Similarly, a British firm Kirontech claims that its software KironMed uses machine learning to analyze medical claims and detect patterns to eliminate health insurance fraud or underutilization. The company has a capital of $3.5 million in Series A funding.
b) AI for Auto Insurance
Ant Financial Is a fintech company for Alibabagroup. Ant Financial has launched a software named Ding Sun Bao (means fixed damage package) using machine vision. After the accident, DingSunBao allows drivers to take pictures of the spot using their smartphones and this program compares the damage with store image data to analyze the damage cost. This technique readily identifies insurance coverage.

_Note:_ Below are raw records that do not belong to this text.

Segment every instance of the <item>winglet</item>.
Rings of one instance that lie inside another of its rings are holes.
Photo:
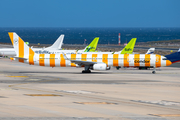
[[[131,41],[125,46],[125,48],[121,51],[121,54],[132,54],[134,45],[136,43],[137,38],[132,38]]]
[[[149,48],[146,54],[153,54],[155,51],[155,48]]]
[[[99,37],[94,38],[94,40],[85,48],[84,52],[95,52],[99,41]]]
[[[8,34],[13,44],[16,57],[27,58],[29,55],[35,54],[34,51],[27,46],[27,44],[15,32],[9,32]]]
[[[67,56],[64,54],[64,52],[62,52],[62,54],[63,54],[63,57],[64,57],[65,60],[69,60],[69,59],[67,58]]]

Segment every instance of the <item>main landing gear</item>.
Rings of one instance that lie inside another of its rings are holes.
[[[152,74],[155,74],[156,73],[156,68],[155,66],[153,67],[153,71],[152,71]]]
[[[90,66],[85,66],[85,70],[83,70],[82,73],[91,73],[89,68],[90,68]]]

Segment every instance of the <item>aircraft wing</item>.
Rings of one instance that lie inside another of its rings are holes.
[[[92,62],[92,61],[82,61],[82,60],[71,60],[67,58],[67,56],[63,53],[63,57],[65,60],[69,60],[72,63],[78,64],[78,65],[94,65],[97,64],[97,62]]]
[[[70,60],[71,62],[78,64],[78,65],[94,65],[97,64],[97,62],[92,61],[82,61],[82,60]]]
[[[14,56],[12,58],[27,60],[27,58],[21,58],[21,57],[16,57],[16,56]]]

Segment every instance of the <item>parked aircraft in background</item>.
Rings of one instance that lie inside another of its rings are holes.
[[[171,65],[166,57],[156,54],[109,54],[86,52],[82,54],[36,54],[24,41],[13,32],[9,36],[16,52],[17,61],[30,65],[48,67],[84,67],[83,73],[90,70],[109,70],[111,66],[156,67]]]
[[[155,48],[149,48],[146,54],[153,54],[155,51]]]
[[[11,36],[13,37],[13,36]],[[62,42],[64,39],[64,35],[60,35],[59,38],[54,42],[53,45],[51,45],[50,47],[47,48],[33,48],[31,47],[31,49],[35,52],[35,53],[48,53],[49,50],[61,50],[61,46],[62,46]],[[15,56],[15,50],[14,48],[2,48],[0,49],[0,56]]]

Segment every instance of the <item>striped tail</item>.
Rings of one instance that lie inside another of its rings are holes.
[[[24,62],[24,59],[30,59],[30,56],[34,56],[34,51],[15,32],[8,34],[16,53],[15,58],[18,58],[19,62]]]

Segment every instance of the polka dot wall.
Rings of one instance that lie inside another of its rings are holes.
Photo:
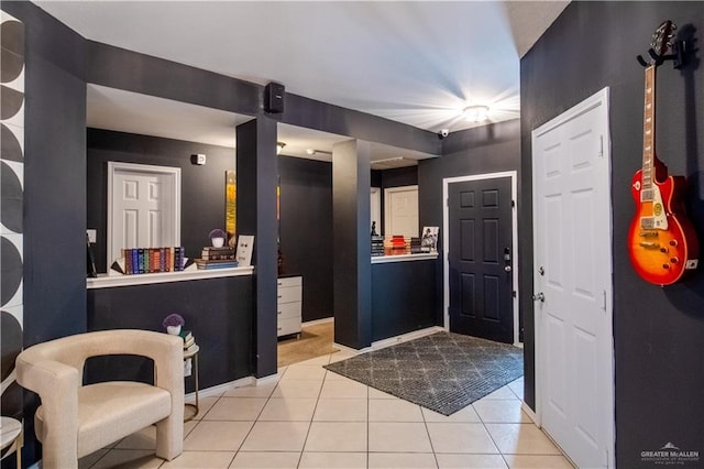
[[[22,418],[14,359],[22,350],[24,24],[0,11],[0,299],[2,415]]]

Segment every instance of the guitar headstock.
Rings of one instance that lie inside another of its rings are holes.
[[[656,54],[663,56],[672,47],[672,37],[674,37],[674,30],[678,26],[670,20],[666,20],[658,26],[654,33],[652,33],[652,42],[650,46]]]

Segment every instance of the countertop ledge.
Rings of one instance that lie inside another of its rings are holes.
[[[190,270],[183,272],[161,272],[135,275],[108,275],[100,274],[97,279],[87,279],[86,287],[111,288],[114,286],[151,285],[154,283],[187,282],[193,280],[222,279],[238,275],[252,275],[252,265],[244,268]]]
[[[438,259],[437,252],[422,252],[420,254],[378,255],[372,258],[372,263],[385,264],[387,262],[426,261],[432,259]]]

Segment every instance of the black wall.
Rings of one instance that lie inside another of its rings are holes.
[[[436,326],[435,261],[372,264],[372,341]]]
[[[85,43],[42,10],[2,2],[26,31],[24,345],[86,330]],[[78,260],[78,262],[76,261]]]
[[[418,211],[420,225],[442,230],[442,179],[503,171],[518,171],[520,164],[518,120],[453,132],[444,142],[444,155],[421,160],[418,165]],[[520,201],[518,204],[520,210]],[[520,234],[520,233],[519,233]],[[438,251],[442,252],[442,232]],[[436,261],[436,324],[442,325],[442,257]],[[528,378],[528,373],[526,374]]]
[[[229,383],[252,374],[252,275],[241,275],[89,290],[88,330],[163,331],[162,320],[178,313],[200,347],[199,388]],[[86,367],[86,380],[148,382],[154,374],[145,362],[136,357],[97,357]],[[191,375],[186,392],[194,389]]]
[[[278,157],[283,274],[304,277],[302,320],[332,316],[332,164]]]
[[[704,273],[664,288],[638,277],[628,259],[628,225],[635,206],[634,173],[642,153],[644,68],[653,30],[673,20],[680,31],[695,29],[701,46],[702,2],[572,2],[521,59],[521,240],[531,236],[530,132],[594,92],[610,87],[614,345],[616,368],[616,462],[649,467],[640,452],[673,443],[704,454]],[[701,53],[697,53],[701,56]],[[695,58],[684,69],[658,70],[657,150],[670,174],[690,179],[690,218],[704,241],[704,69]],[[558,72],[559,70],[559,72]],[[531,265],[520,252],[520,265]],[[520,287],[532,279],[522,269]],[[532,360],[532,302],[521,297],[526,361]],[[527,370],[530,367],[527,366]],[[526,401],[535,394],[526,375]],[[704,463],[702,459],[698,467]]]
[[[24,23],[24,346],[82,332],[86,321],[86,84],[80,36],[29,2],[2,2]],[[25,393],[23,460],[38,459]],[[2,461],[12,465],[13,458]]]
[[[190,155],[197,153],[206,154],[205,165],[190,163]],[[98,272],[106,272],[109,161],[180,168],[180,240],[186,257],[200,258],[202,247],[210,244],[210,230],[224,229],[224,172],[234,171],[234,149],[88,129],[87,220],[88,228],[98,229],[95,244]]]

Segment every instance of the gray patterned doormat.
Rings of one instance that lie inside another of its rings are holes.
[[[438,332],[324,368],[451,415],[522,377],[524,351],[507,343]]]

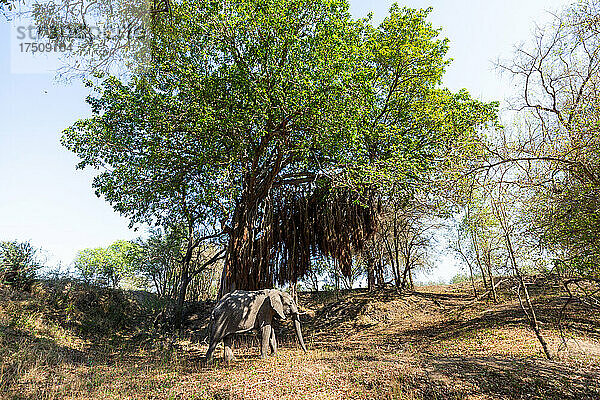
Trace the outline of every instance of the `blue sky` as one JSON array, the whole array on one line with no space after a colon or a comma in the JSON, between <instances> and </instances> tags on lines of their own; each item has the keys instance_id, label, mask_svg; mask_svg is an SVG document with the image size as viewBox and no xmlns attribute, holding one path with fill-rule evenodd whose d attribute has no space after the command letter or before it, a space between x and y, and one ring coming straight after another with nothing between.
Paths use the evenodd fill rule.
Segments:
<instances>
[{"instance_id":1,"label":"blue sky","mask_svg":"<svg viewBox=\"0 0 600 400\"><path fill-rule=\"evenodd\" d=\"M359 17L372 11L379 22L392 1L351 0ZM492 61L508 58L543 24L569 4L564 0L414 0L432 6L430 20L450 39L454 59L445 77L452 90L466 88L482 100L503 100L513 93ZM50 264L69 264L77 250L132 239L141 232L112 211L91 189L92 173L75 170L76 158L61 147L61 131L89 115L87 91L77 82L57 83L54 74L11 73L11 36L0 22L0 240L30 240L44 249ZM13 60L14 61L14 60ZM13 68L15 69L15 68ZM16 68L19 70L19 68ZM25 70L22 68L21 70ZM441 255L430 279L448 280L458 271Z\"/></svg>"}]
</instances>

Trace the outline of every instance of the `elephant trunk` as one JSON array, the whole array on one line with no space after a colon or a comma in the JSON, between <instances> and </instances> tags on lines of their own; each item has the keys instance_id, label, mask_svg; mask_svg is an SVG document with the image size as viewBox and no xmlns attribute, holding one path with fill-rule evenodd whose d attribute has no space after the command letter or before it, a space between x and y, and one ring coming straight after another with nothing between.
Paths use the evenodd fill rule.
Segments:
<instances>
[{"instance_id":1,"label":"elephant trunk","mask_svg":"<svg viewBox=\"0 0 600 400\"><path fill-rule=\"evenodd\" d=\"M298 341L300 342L300 346L302 350L306 353L306 346L304 345L304 339L302 338L302 330L300 329L300 317L296 314L294 316L294 327L296 328L296 336L298 336Z\"/></svg>"}]
</instances>

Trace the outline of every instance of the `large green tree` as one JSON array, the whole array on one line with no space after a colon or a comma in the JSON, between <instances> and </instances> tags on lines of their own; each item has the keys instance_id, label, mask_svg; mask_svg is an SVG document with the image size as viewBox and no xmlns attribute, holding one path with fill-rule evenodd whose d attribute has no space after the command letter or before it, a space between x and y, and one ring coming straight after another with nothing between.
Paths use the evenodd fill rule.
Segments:
<instances>
[{"instance_id":1,"label":"large green tree","mask_svg":"<svg viewBox=\"0 0 600 400\"><path fill-rule=\"evenodd\" d=\"M185 226L190 257L222 238L222 293L295 282L314 252L349 271L376 199L410 195L495 117L440 88L428 12L394 6L375 28L342 0L179 2L150 68L104 78L63 143L132 223Z\"/></svg>"}]
</instances>

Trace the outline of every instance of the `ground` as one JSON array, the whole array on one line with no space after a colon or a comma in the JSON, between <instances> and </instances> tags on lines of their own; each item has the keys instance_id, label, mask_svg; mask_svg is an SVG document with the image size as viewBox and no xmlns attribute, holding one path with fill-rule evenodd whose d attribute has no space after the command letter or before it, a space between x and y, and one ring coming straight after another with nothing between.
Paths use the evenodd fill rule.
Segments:
<instances>
[{"instance_id":1,"label":"ground","mask_svg":"<svg viewBox=\"0 0 600 400\"><path fill-rule=\"evenodd\" d=\"M4 291L0 396L600 399L600 316L570 306L561 335L565 297L548 287L531 289L553 361L543 357L508 288L496 304L475 301L469 287L458 284L404 294L302 294L306 354L283 326L277 357L261 360L257 339L242 338L229 366L220 363L220 347L216 363L205 365L209 307L192 315L189 332L195 334L185 340L157 339L131 327L110 340L90 339L73 328L77 322L53 322L47 309L39 312L35 295Z\"/></svg>"}]
</instances>

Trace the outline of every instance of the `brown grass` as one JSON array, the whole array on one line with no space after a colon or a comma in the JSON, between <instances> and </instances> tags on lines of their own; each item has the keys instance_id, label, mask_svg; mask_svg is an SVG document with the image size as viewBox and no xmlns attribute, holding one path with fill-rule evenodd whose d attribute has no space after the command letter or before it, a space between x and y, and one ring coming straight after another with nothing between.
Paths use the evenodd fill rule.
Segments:
<instances>
[{"instance_id":1,"label":"brown grass","mask_svg":"<svg viewBox=\"0 0 600 400\"><path fill-rule=\"evenodd\" d=\"M547 361L518 302L473 302L462 285L398 295L303 295L307 354L281 327L276 357L256 339L230 366L204 365L203 329L169 345L131 331L82 338L35 296L0 293L0 397L7 399L599 399L600 318L538 291ZM535 294L534 290L534 294ZM196 316L204 326L204 317ZM118 335L117 335L118 333ZM118 340L115 340L115 337ZM560 351L559 351L560 350Z\"/></svg>"}]
</instances>

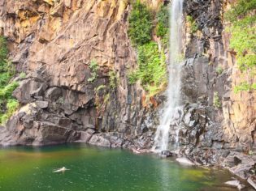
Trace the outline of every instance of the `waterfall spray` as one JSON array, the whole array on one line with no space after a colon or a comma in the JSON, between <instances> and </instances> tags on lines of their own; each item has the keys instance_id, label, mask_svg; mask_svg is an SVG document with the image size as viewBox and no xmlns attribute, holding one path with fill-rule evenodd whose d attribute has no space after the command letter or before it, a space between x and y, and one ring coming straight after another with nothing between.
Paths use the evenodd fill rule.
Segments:
<instances>
[{"instance_id":1,"label":"waterfall spray","mask_svg":"<svg viewBox=\"0 0 256 191\"><path fill-rule=\"evenodd\" d=\"M161 151L168 149L169 131L171 122L180 105L180 53L183 34L183 1L172 0L170 19L169 81L167 100L164 104L160 125L158 126L153 149ZM177 135L176 135L177 136ZM176 140L178 142L178 140Z\"/></svg>"}]
</instances>

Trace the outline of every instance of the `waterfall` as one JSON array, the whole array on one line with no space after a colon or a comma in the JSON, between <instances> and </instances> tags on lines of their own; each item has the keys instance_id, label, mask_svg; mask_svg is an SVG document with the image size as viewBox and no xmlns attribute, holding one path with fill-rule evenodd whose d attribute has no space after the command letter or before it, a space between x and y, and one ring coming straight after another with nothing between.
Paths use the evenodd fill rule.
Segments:
<instances>
[{"instance_id":1,"label":"waterfall","mask_svg":"<svg viewBox=\"0 0 256 191\"><path fill-rule=\"evenodd\" d=\"M180 106L180 72L183 34L183 0L172 0L170 19L169 81L167 100L163 108L160 125L158 126L153 150L161 151L168 149L171 125L177 118ZM176 134L176 143L178 142Z\"/></svg>"}]
</instances>

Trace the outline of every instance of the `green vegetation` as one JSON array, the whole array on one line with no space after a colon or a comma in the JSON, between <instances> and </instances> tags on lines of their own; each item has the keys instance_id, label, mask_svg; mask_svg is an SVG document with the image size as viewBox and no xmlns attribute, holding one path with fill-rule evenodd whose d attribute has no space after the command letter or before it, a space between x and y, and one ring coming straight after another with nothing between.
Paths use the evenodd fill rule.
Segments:
<instances>
[{"instance_id":1,"label":"green vegetation","mask_svg":"<svg viewBox=\"0 0 256 191\"><path fill-rule=\"evenodd\" d=\"M97 79L99 66L97 62L93 60L89 67L91 70L91 77L88 79L88 82L93 83Z\"/></svg>"},{"instance_id":2,"label":"green vegetation","mask_svg":"<svg viewBox=\"0 0 256 191\"><path fill-rule=\"evenodd\" d=\"M256 84L249 84L247 82L241 83L239 86L236 86L234 91L235 93L238 93L242 91L252 91L256 90Z\"/></svg>"},{"instance_id":3,"label":"green vegetation","mask_svg":"<svg viewBox=\"0 0 256 191\"><path fill-rule=\"evenodd\" d=\"M117 77L117 74L115 70L110 70L110 87L111 89L115 89L118 84L119 79Z\"/></svg>"},{"instance_id":4,"label":"green vegetation","mask_svg":"<svg viewBox=\"0 0 256 191\"><path fill-rule=\"evenodd\" d=\"M162 6L157 13L158 24L156 27L156 35L162 38L169 33L169 11L168 6Z\"/></svg>"},{"instance_id":5,"label":"green vegetation","mask_svg":"<svg viewBox=\"0 0 256 191\"><path fill-rule=\"evenodd\" d=\"M214 93L214 100L213 100L213 104L215 108L221 108L221 103L219 100L219 94L218 92Z\"/></svg>"},{"instance_id":6,"label":"green vegetation","mask_svg":"<svg viewBox=\"0 0 256 191\"><path fill-rule=\"evenodd\" d=\"M217 72L218 75L220 75L223 72L223 69L221 66L218 66L216 68L216 72Z\"/></svg>"},{"instance_id":7,"label":"green vegetation","mask_svg":"<svg viewBox=\"0 0 256 191\"><path fill-rule=\"evenodd\" d=\"M256 0L239 0L225 13L225 19L231 22L227 31L232 34L230 47L236 52L236 62L241 72L255 74L256 70ZM242 83L235 91L254 89L256 84Z\"/></svg>"},{"instance_id":8,"label":"green vegetation","mask_svg":"<svg viewBox=\"0 0 256 191\"><path fill-rule=\"evenodd\" d=\"M27 75L26 75L26 73L24 73L24 72L21 72L21 73L20 74L20 75L19 75L20 79L25 79L26 76L27 76Z\"/></svg>"},{"instance_id":9,"label":"green vegetation","mask_svg":"<svg viewBox=\"0 0 256 191\"><path fill-rule=\"evenodd\" d=\"M197 32L197 31L198 30L198 26L197 26L196 21L193 19L193 17L190 15L188 15L186 17L186 20L189 23L191 33L193 34L193 33Z\"/></svg>"},{"instance_id":10,"label":"green vegetation","mask_svg":"<svg viewBox=\"0 0 256 191\"><path fill-rule=\"evenodd\" d=\"M161 37L163 45L167 44L169 36L168 8L162 6L155 15L156 34ZM163 50L159 50L157 43L152 41L154 15L145 4L137 1L129 17L128 34L137 49L138 68L128 74L128 82L134 84L137 81L151 97L162 91L167 83L166 57ZM164 43L166 42L166 43Z\"/></svg>"},{"instance_id":11,"label":"green vegetation","mask_svg":"<svg viewBox=\"0 0 256 191\"><path fill-rule=\"evenodd\" d=\"M138 69L128 76L131 84L139 80L150 96L161 91L167 83L167 71L163 52L158 45L150 42L138 47Z\"/></svg>"},{"instance_id":12,"label":"green vegetation","mask_svg":"<svg viewBox=\"0 0 256 191\"><path fill-rule=\"evenodd\" d=\"M7 60L7 45L5 38L0 37L0 124L4 124L17 110L19 103L12 97L13 91L19 86L17 82L10 83L15 69Z\"/></svg>"},{"instance_id":13,"label":"green vegetation","mask_svg":"<svg viewBox=\"0 0 256 191\"><path fill-rule=\"evenodd\" d=\"M132 5L130 14L128 36L135 45L148 43L151 40L153 29L153 17L145 4L137 1Z\"/></svg>"}]
</instances>

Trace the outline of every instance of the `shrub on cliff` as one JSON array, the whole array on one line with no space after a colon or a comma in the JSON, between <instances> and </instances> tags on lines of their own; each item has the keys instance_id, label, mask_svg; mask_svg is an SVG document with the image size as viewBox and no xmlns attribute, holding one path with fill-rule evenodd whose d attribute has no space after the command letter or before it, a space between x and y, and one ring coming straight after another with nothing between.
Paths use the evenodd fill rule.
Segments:
<instances>
[{"instance_id":1,"label":"shrub on cliff","mask_svg":"<svg viewBox=\"0 0 256 191\"><path fill-rule=\"evenodd\" d=\"M19 86L17 82L10 83L15 74L13 66L7 60L7 40L0 36L0 124L3 124L19 107L12 97L13 91Z\"/></svg>"},{"instance_id":2,"label":"shrub on cliff","mask_svg":"<svg viewBox=\"0 0 256 191\"><path fill-rule=\"evenodd\" d=\"M242 72L253 76L256 73L256 0L239 0L225 13L224 18L231 23L230 48L236 52L236 62ZM235 91L256 90L256 84L243 82Z\"/></svg>"},{"instance_id":3,"label":"shrub on cliff","mask_svg":"<svg viewBox=\"0 0 256 191\"><path fill-rule=\"evenodd\" d=\"M162 6L157 13L158 24L156 35L161 38L165 37L169 32L169 11L168 6Z\"/></svg>"},{"instance_id":4,"label":"shrub on cliff","mask_svg":"<svg viewBox=\"0 0 256 191\"><path fill-rule=\"evenodd\" d=\"M140 45L151 40L152 15L145 4L140 1L133 4L128 21L128 36L132 44Z\"/></svg>"},{"instance_id":5,"label":"shrub on cliff","mask_svg":"<svg viewBox=\"0 0 256 191\"><path fill-rule=\"evenodd\" d=\"M155 42L138 46L138 68L128 76L131 84L140 81L149 96L160 91L167 83L165 55Z\"/></svg>"}]
</instances>

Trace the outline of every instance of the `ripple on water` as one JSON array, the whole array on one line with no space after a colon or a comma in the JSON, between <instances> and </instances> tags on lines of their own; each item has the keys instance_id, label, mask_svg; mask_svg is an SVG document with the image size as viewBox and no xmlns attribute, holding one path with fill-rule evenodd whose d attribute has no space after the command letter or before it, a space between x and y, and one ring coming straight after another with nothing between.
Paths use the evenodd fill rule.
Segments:
<instances>
[{"instance_id":1,"label":"ripple on water","mask_svg":"<svg viewBox=\"0 0 256 191\"><path fill-rule=\"evenodd\" d=\"M54 169L66 167L63 173ZM226 171L81 144L0 150L1 190L236 190ZM14 184L14 182L15 184Z\"/></svg>"}]
</instances>

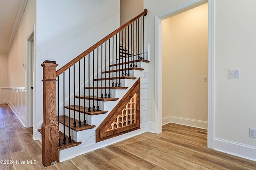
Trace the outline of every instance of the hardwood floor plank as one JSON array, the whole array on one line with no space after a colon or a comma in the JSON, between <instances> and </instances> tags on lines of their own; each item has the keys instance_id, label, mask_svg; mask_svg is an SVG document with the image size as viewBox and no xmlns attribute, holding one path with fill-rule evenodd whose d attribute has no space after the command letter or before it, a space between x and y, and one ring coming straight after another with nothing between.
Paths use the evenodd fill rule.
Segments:
<instances>
[{"instance_id":1,"label":"hardwood floor plank","mask_svg":"<svg viewBox=\"0 0 256 170\"><path fill-rule=\"evenodd\" d=\"M221 153L220 152L210 149L200 144L194 143L189 143L188 141L184 141L175 138L172 138L171 139L161 138L158 139L158 140L165 141L165 142L168 143L171 143L184 148L189 148L190 149L195 152L198 152L200 153L210 155L213 157L225 160L227 162L232 162L234 164L236 164L238 165L242 166L243 164L243 161L240 159L238 157L234 157L235 156L228 154L226 154L224 153Z\"/></svg>"},{"instance_id":2,"label":"hardwood floor plank","mask_svg":"<svg viewBox=\"0 0 256 170\"><path fill-rule=\"evenodd\" d=\"M227 170L244 170L244 167L241 166L238 166L228 161L223 160L220 159L218 159L208 155L202 154L201 153L196 152L192 156L196 157L204 161L207 161L208 162L214 163L219 165L222 167L226 168Z\"/></svg>"},{"instance_id":3,"label":"hardwood floor plank","mask_svg":"<svg viewBox=\"0 0 256 170\"><path fill-rule=\"evenodd\" d=\"M167 152L172 152L175 154L183 153L189 156L192 156L196 152L186 148L177 146L171 143L166 143L158 140L151 139L147 141L148 142L155 146L160 146L166 148L168 148L169 150ZM157 150L157 149L156 149ZM159 150L161 151L161 150Z\"/></svg>"},{"instance_id":4,"label":"hardwood floor plank","mask_svg":"<svg viewBox=\"0 0 256 170\"><path fill-rule=\"evenodd\" d=\"M122 170L136 170L142 169L138 167L131 163L130 162L128 162L120 157L116 157L110 160L110 162Z\"/></svg>"},{"instance_id":5,"label":"hardwood floor plank","mask_svg":"<svg viewBox=\"0 0 256 170\"><path fill-rule=\"evenodd\" d=\"M143 170L150 170L156 166L144 158L132 154L118 147L110 145L107 147L106 149L118 155L119 157L132 162Z\"/></svg>"},{"instance_id":6,"label":"hardwood floor plank","mask_svg":"<svg viewBox=\"0 0 256 170\"><path fill-rule=\"evenodd\" d=\"M77 156L70 160L80 170L100 170L98 168L90 162L84 156Z\"/></svg>"},{"instance_id":7,"label":"hardwood floor plank","mask_svg":"<svg viewBox=\"0 0 256 170\"><path fill-rule=\"evenodd\" d=\"M164 170L165 169L162 168L158 166L156 166L153 168L151 169L151 170Z\"/></svg>"},{"instance_id":8,"label":"hardwood floor plank","mask_svg":"<svg viewBox=\"0 0 256 170\"><path fill-rule=\"evenodd\" d=\"M155 165L166 169L172 169L172 168L175 170L186 169L172 163L142 151L141 150L138 150L138 149L129 147L129 146L122 145L120 147L120 148L137 156L138 156L141 158L143 158L144 160L151 162L152 164L154 164ZM137 164L136 164L136 165L137 165Z\"/></svg>"},{"instance_id":9,"label":"hardwood floor plank","mask_svg":"<svg viewBox=\"0 0 256 170\"><path fill-rule=\"evenodd\" d=\"M148 153L186 169L210 170L196 164L179 159L154 149L148 152Z\"/></svg>"},{"instance_id":10,"label":"hardwood floor plank","mask_svg":"<svg viewBox=\"0 0 256 170\"><path fill-rule=\"evenodd\" d=\"M58 170L68 169L69 170L78 170L78 169L69 160L62 162L58 162L54 165Z\"/></svg>"},{"instance_id":11,"label":"hardwood floor plank","mask_svg":"<svg viewBox=\"0 0 256 170\"><path fill-rule=\"evenodd\" d=\"M110 160L118 156L116 154L110 152L105 148L97 149L94 151L94 152L107 160Z\"/></svg>"},{"instance_id":12,"label":"hardwood floor plank","mask_svg":"<svg viewBox=\"0 0 256 170\"><path fill-rule=\"evenodd\" d=\"M14 169L20 170L35 169L33 164L28 163L28 161L32 161L32 160L25 150L11 153L11 156L12 160L15 162L13 164Z\"/></svg>"},{"instance_id":13,"label":"hardwood floor plank","mask_svg":"<svg viewBox=\"0 0 256 170\"><path fill-rule=\"evenodd\" d=\"M256 170L256 162L251 160L246 160L244 162L243 166L253 170Z\"/></svg>"},{"instance_id":14,"label":"hardwood floor plank","mask_svg":"<svg viewBox=\"0 0 256 170\"><path fill-rule=\"evenodd\" d=\"M42 149L35 141L28 143L24 143L24 147L30 157L38 155L42 153Z\"/></svg>"},{"instance_id":15,"label":"hardwood floor plank","mask_svg":"<svg viewBox=\"0 0 256 170\"><path fill-rule=\"evenodd\" d=\"M101 170L120 170L118 167L102 156L92 152L84 156Z\"/></svg>"}]
</instances>

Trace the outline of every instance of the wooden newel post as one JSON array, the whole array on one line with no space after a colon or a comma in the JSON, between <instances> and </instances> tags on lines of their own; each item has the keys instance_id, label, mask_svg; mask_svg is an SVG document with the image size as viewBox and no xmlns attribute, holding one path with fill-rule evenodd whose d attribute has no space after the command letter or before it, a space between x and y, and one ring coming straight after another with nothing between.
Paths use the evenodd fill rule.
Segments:
<instances>
[{"instance_id":1,"label":"wooden newel post","mask_svg":"<svg viewBox=\"0 0 256 170\"><path fill-rule=\"evenodd\" d=\"M59 162L59 127L56 110L56 67L55 61L46 61L43 69L44 123L42 125L42 162L48 166Z\"/></svg>"}]
</instances>

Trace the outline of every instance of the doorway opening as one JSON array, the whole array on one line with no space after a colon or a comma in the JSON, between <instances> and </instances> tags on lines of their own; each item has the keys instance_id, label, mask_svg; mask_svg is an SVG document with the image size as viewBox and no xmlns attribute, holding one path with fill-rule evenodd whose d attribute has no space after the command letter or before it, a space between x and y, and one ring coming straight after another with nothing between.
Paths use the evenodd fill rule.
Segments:
<instances>
[{"instance_id":1,"label":"doorway opening","mask_svg":"<svg viewBox=\"0 0 256 170\"><path fill-rule=\"evenodd\" d=\"M27 58L26 65L26 108L25 126L33 127L34 106L34 26L27 36Z\"/></svg>"},{"instance_id":2,"label":"doorway opening","mask_svg":"<svg viewBox=\"0 0 256 170\"><path fill-rule=\"evenodd\" d=\"M162 20L208 2L208 115L207 147L213 149L214 134L214 0L189 0L155 17L155 133L162 132Z\"/></svg>"},{"instance_id":3,"label":"doorway opening","mask_svg":"<svg viewBox=\"0 0 256 170\"><path fill-rule=\"evenodd\" d=\"M165 19L162 123L207 129L208 3Z\"/></svg>"}]
</instances>

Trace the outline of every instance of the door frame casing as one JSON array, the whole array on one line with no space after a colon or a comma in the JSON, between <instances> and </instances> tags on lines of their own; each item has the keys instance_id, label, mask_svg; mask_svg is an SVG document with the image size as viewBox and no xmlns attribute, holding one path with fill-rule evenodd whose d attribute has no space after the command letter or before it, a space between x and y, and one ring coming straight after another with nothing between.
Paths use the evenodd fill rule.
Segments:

Where we are heading from here?
While advancements in the area of FinTech have been happening at lightning speed, we have only just begun to scratch the surface of what is possible and likely to happen in the next few years. It is no exaggeration to say that FinTech is literally changing our lives and habits by making it easy to trade, bank, and exchange money without the need for physical human interaction. However, the financial sector has a few challenges to overcome, especially in the regulatory and data protection space, to win consumer trust and for FinTech to truly overtake the market. With big data, blockchain, AI and so many other tech advances already in use or on the horizon, business leaders are advised to seek opportunities and adopt FinTech applications in their own business models to win tomorrow’s consumers.